Christmas Traditions in England

Every year in December they celebrate the birthday of Jesus Christ. That is why they call this time of year “Christmas” – they celebrate the “Mass” or church service for Christ. The first recorded observance occurred in Rome in AD360 but it wasn’t until AD440 that the Christian Church fixed the celebration date of 25 December.
Christmas is a truly magical season bringing families and friends together to share the much loved customs and traditions which have been around for centuries. Most people are on holiday in England and stay at home with their family on Christmas Day. Christmas is celebrated with a Christmas dinner for the whole family.
During the weeks before Christmas Day they send cards, watch nativity plays and go to carol services. They also decorate their homes and churches with green leaves, paper decorations and colourful electric lights.
Many of their Christmas customs began long before Jesus was born. They came from earlier festivals which had nothing to do with the Christian church. Long time ago people had mid-winter festivals when the days were shortest and the sunlight weakest. They believed that their ceremonies would give the sun back its power. The Romans held the festival of Saturnalia around 25 December. They decorated their homes with evergreens to remind them of Saturn, their harvest God to return the following spring. Some of these customs and traditions were adopted by early Christians as part of their celebrations of Jesus’ birthday.
In Victorian times some new ideas such as Father Christmas, Christmas cards and crackers were added to the celebrations. Here are a few of the things you might come across if you visit England in the run up to Christmas:

Christmas Cards
The Christmas craze begins weeks before when Christmas cards are sent off to relatives, friends, loved ones and business contacts. According to the history books this particular tradition dates back to 1840 and every year more than one billion Christmas cards are sent in Great Britain.

The Nativity Play
Another awaited event in the run up to Christmas is the Nativity play – each year hundreds of thousands of school children act out the story from the Bible about the birth of Christ.
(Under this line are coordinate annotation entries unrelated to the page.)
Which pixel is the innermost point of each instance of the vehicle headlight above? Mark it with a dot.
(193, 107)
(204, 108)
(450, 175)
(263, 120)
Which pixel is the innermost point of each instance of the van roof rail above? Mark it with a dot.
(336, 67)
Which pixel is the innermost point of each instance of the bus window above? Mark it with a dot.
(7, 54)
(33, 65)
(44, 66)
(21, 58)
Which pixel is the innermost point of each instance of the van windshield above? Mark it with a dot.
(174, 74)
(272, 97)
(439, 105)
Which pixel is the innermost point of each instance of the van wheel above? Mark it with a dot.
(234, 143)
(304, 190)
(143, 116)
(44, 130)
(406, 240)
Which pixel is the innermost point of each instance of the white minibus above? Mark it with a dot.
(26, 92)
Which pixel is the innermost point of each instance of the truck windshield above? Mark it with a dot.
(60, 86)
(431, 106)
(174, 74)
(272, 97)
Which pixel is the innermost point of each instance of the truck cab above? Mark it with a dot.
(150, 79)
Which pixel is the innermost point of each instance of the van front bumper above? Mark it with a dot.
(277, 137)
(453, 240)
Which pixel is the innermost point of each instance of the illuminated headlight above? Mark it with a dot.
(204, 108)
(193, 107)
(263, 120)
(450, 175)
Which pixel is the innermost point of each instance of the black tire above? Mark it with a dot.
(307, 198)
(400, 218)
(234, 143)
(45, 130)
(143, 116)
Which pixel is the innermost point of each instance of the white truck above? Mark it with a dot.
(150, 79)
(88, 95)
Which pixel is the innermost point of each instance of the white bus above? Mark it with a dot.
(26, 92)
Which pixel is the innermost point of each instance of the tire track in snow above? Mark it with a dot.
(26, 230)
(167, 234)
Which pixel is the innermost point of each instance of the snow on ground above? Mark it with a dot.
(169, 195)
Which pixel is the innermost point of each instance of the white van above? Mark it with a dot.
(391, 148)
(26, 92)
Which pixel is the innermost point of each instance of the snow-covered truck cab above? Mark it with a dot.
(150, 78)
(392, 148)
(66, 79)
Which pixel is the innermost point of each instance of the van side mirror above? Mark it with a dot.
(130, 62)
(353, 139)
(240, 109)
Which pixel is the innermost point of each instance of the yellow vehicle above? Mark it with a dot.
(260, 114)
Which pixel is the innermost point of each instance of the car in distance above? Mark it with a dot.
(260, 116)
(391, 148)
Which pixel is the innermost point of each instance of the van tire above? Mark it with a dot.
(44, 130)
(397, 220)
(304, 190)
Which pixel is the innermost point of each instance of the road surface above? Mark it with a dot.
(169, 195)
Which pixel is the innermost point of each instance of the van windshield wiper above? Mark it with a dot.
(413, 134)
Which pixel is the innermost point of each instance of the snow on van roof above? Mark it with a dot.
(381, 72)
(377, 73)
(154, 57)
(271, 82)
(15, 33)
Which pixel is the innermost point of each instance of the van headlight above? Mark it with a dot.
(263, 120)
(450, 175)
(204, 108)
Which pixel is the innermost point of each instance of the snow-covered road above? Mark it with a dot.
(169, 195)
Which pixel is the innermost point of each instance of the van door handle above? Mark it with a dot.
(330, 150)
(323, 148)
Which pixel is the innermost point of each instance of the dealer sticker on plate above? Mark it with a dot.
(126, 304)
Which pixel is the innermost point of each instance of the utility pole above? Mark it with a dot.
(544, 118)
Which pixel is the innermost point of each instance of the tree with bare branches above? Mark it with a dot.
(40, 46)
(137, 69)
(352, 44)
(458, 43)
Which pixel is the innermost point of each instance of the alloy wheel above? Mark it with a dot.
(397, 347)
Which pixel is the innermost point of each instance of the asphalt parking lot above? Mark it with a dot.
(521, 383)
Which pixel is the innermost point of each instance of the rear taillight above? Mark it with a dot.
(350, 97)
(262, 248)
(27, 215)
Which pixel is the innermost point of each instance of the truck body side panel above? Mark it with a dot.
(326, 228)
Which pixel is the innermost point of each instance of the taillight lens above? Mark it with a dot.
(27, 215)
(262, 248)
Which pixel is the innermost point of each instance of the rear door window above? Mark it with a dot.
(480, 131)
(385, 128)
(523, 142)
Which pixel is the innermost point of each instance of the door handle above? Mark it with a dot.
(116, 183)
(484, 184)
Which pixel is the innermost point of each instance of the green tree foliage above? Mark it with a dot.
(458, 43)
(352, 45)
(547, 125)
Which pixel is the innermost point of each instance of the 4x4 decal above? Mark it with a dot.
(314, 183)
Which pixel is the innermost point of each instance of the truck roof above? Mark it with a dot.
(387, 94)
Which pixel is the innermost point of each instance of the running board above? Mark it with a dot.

They dress up as Joseph, Mary, Jesus, the shepherds and the three Wise Men and occasionally children get to don ox and donkey costumes.


The Christmas Tree
The Christmas Tree may have originated in Germany but it is very popular in England, too. Legend has it that the first Christmas Tree in England was the one Prince Albert, the spouse of Queen Victoria, placed in their royal home. There are lots of trees in public places as well, the most famous being the huge one in Trafalgar Square in commemoration of Anglo-Norwegian cooperation during the Second World War.


Mistletoe
Holly and mistletoe are essential natural Christmas decorations. Mistletoe’s popularity has something to do with the custom of kissing the person with whom you stand underneath it – a tradition that dates back to ancient Roman times when enemies who met under it were said to have to give up their rivalries.


Roast Turkey
Christmas dinner in England is usually a huge stuffed and roasted bird, normally a turkey, although goose has featured in the past. The meal is served with all the trimmings, roast potatoes, chestnut stuffing and cranberry sauce.


Frumenty
In England, the only thing that people ate on the day before the feast was Frumenty which was a kind of porridge made from corn. Over the years the recipe changed. Eggs, fruit, spice, lumps of meat and dried plums were added. The whole mixture was wrapped in a cloth and boiled. This is how plum pudding began.


Christmas Pudding
The meal is followed by Christmas Pudding which is typically doused in brandy and set alight. Christmas Pudding originates from plum pudding which was a kind of porridge with eggs, dried plums and meat added. Nowadays it’s more of a steamed fruitcake. A silver coin was traditionally hidden in the pudding – to bring good fortune to the person who found it.


Mince Pies
Another “mincemeat” based delicacy – you’ll find mince pies everywhere from around the 1st December right through the Christmas period in England.


Christmas Cake
Those who can still move after a Christmas dinner can indulge a piece of Christmas cake, a heavy fruit cake topped with marzipan and royal icing.


The Christmas Cracker
The most original English Christmas tradition, however, is the Christmas Cracker – the popular small paper tubes with little gifts inside were invented by a baker from London in the mid 19th century and have gone on to conquer the world. It is traditionally opened by two people who each pull on one end of the cracker until it… well, cracks. Merry Christmas! 


Santa Claus
The English gift giver is called Santa Claus (also named Father Christmas). He wears a long red or green robe and leaves presents in stockings on Christmas Eve. The gifts are not usually opened until the following afternoon.


Mummering
In the Middle Ages, people called mummers put on masks and acted out Christmas plays. These plays are still performed in towns and villages.


Boxing Day
The day after Christmas is called Boxing Day because boys used to go round collecting money in clay boxes. When the boxes were full they broke them open. This tradition survives in the custom of tipping the milkman, postman, dustman and other callers of good service at Christmas time.


The Queen’s Christmas Message
Another traditional feature of Christmas afternoon is the Queen’s Christmas Message to the nation, broadcast on radio and television.